The coming of August brought 'conspicuous success' to the attackers. Despite poor weather on the journey the skies cleared over the target area. An Air Ministry communique stated that, 'a great weight of the heaviest bombs was dropped, inflicting severe and widespread damage'. A gale-force wind fanned the flames and increased the damage caused.

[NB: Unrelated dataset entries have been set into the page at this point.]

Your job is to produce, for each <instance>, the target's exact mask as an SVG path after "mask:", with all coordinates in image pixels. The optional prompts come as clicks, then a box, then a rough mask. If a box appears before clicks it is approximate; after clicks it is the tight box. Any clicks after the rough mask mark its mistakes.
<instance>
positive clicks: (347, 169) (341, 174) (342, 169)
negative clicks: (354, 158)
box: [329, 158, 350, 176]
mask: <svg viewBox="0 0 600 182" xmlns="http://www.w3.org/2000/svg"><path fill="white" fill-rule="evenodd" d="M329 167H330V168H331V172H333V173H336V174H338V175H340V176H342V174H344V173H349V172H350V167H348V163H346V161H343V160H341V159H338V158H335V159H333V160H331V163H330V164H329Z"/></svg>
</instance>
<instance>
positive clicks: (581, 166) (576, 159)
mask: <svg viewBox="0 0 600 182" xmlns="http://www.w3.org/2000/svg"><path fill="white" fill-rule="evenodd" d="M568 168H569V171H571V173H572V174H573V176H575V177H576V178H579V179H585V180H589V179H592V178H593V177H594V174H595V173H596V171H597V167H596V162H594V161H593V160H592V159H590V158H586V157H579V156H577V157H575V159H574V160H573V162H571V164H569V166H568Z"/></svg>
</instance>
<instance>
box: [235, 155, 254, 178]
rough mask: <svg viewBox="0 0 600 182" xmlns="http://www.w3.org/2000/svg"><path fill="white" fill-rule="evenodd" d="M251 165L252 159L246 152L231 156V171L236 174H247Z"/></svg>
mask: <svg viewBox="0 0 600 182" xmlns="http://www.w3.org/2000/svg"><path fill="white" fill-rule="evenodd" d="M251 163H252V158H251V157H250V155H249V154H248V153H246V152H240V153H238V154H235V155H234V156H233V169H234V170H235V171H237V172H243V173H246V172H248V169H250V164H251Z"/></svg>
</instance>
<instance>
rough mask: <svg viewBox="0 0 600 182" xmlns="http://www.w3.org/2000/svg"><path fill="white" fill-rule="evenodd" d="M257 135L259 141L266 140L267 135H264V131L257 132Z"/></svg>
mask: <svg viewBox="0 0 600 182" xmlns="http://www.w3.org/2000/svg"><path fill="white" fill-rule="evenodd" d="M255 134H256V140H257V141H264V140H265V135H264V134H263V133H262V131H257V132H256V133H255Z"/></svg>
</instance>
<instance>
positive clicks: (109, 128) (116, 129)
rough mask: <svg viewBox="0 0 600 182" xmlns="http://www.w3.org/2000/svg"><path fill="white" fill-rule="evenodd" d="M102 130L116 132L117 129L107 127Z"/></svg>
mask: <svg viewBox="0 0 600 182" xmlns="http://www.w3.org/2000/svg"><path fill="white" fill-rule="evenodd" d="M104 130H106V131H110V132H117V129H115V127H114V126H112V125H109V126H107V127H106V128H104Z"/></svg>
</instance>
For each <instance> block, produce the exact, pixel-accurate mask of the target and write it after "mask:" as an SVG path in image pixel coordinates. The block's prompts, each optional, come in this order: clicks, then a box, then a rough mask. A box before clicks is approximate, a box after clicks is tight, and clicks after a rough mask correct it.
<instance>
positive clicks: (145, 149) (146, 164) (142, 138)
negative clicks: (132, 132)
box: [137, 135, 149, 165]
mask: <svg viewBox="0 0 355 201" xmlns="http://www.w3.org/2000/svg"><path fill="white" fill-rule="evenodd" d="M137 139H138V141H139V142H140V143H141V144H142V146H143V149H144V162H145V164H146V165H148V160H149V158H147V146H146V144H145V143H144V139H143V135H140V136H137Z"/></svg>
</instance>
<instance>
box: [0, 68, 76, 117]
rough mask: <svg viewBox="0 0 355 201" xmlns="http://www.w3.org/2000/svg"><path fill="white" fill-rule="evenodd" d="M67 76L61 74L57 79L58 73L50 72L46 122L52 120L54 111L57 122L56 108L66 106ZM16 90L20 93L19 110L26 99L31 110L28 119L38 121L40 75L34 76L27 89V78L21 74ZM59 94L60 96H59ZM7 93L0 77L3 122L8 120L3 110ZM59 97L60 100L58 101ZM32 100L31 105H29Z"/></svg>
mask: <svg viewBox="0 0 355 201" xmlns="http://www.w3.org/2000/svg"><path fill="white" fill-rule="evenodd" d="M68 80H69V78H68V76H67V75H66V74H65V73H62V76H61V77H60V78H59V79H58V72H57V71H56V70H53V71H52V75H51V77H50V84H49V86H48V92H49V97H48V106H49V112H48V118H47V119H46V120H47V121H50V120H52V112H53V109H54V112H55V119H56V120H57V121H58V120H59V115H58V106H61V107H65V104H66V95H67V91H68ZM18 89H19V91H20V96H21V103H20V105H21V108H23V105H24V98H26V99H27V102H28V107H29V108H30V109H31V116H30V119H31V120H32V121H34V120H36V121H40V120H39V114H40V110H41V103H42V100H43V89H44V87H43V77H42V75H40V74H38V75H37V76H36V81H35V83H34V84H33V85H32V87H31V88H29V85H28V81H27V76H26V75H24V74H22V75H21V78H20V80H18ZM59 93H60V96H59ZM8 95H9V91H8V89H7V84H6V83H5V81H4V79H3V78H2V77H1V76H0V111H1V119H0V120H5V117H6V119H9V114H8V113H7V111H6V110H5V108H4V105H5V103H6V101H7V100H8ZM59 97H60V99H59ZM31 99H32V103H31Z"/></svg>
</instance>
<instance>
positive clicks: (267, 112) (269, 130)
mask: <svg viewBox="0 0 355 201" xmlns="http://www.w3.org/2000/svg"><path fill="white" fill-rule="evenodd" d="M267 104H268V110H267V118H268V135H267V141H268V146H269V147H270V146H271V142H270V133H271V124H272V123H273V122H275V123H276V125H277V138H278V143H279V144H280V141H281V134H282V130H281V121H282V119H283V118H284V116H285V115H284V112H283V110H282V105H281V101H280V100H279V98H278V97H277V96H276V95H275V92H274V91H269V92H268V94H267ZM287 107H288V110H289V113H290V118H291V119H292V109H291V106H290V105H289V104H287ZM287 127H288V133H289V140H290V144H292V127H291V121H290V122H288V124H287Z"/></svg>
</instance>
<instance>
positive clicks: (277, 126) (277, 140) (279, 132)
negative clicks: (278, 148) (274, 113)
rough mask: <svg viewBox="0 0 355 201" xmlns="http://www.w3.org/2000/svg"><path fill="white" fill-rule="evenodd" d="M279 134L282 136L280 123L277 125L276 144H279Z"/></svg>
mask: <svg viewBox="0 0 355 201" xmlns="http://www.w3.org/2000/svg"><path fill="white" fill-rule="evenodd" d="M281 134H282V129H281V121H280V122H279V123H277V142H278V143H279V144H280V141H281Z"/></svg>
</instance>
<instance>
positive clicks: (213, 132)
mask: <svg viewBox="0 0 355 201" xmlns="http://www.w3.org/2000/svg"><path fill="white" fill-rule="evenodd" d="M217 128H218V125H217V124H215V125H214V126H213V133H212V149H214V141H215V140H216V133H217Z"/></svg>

Another August raid was described by The Timess aeronautical correspondent -

A powerful bomber force was concentrated on Mannheim on Wednesday in the 47th raid on this industrial and communications centre. The weather was clear, enabling all our machines to locate their primary targets, with the result that the attack developed into one of the heaviest made for some time on a single town. Mannheim had suffered a heavy raid on Monday night, and before the havoc caused then could be cleared up large numbers of heavy bombs were adding to it. There were many vivid explosions and roaring fires. A high wind fanned the flames and caused some of the outbreaks to assume great dimensions.
— Aeronautical Correspondent – The Times

== 1942 ==
The first raid since 7 November 1941 was directed against Mannheim on 11 February 1942. The February raid was 'the heaviest directed against a German target since January 10, when a heavy weight of bombs was dropped on Wilhelmshaven'.

RAF Bomber Command returned to the city on 19 May. A mixture of aircraft; Stirling, Lancaster, Halifax, Manchester, Wellington and Hampden bombers, were sent against targets in Mannheim. The raid, which came at the same time as an attack on St. Nazaire, was described as 'nuisance raids' by the Germans.

The aircraft in this raid were recorded by a sound engineer for the BBC. Intending to capture a nightingale's song he also, by accident, captured the sound of the RAF bombers on their way to attack Mannheim. In that raid 197 planes were dispatched and 12 were lost. The recording was used by Manfred Mann's Earth Band in their 1975 album Nightingales & Bombers.

== After 1942 ==
On 9 August 1943, nine RAF aircraft were lost in an attack against the city. A key target for the raid was the BASF plant which ran for three miles along the banks of the Rhine. Heavy cloud lead to defenders shining searchlights into the clouds in an effort to silhouette the bombers. Bomber crews reported seeing fires almost 100 miles away.

The largest raid on Mannheim was on 5 and 6 September 1943. A large part of the city was destroyed. Further raids destroyed Mannheim Palace in 1944 leaving only one room undamaged out of over 500. On 2 March 1945 the RAF launched a 300-bomber attack, causing a devastating firestorm. 25,181 tons of bombs fell throughout the war.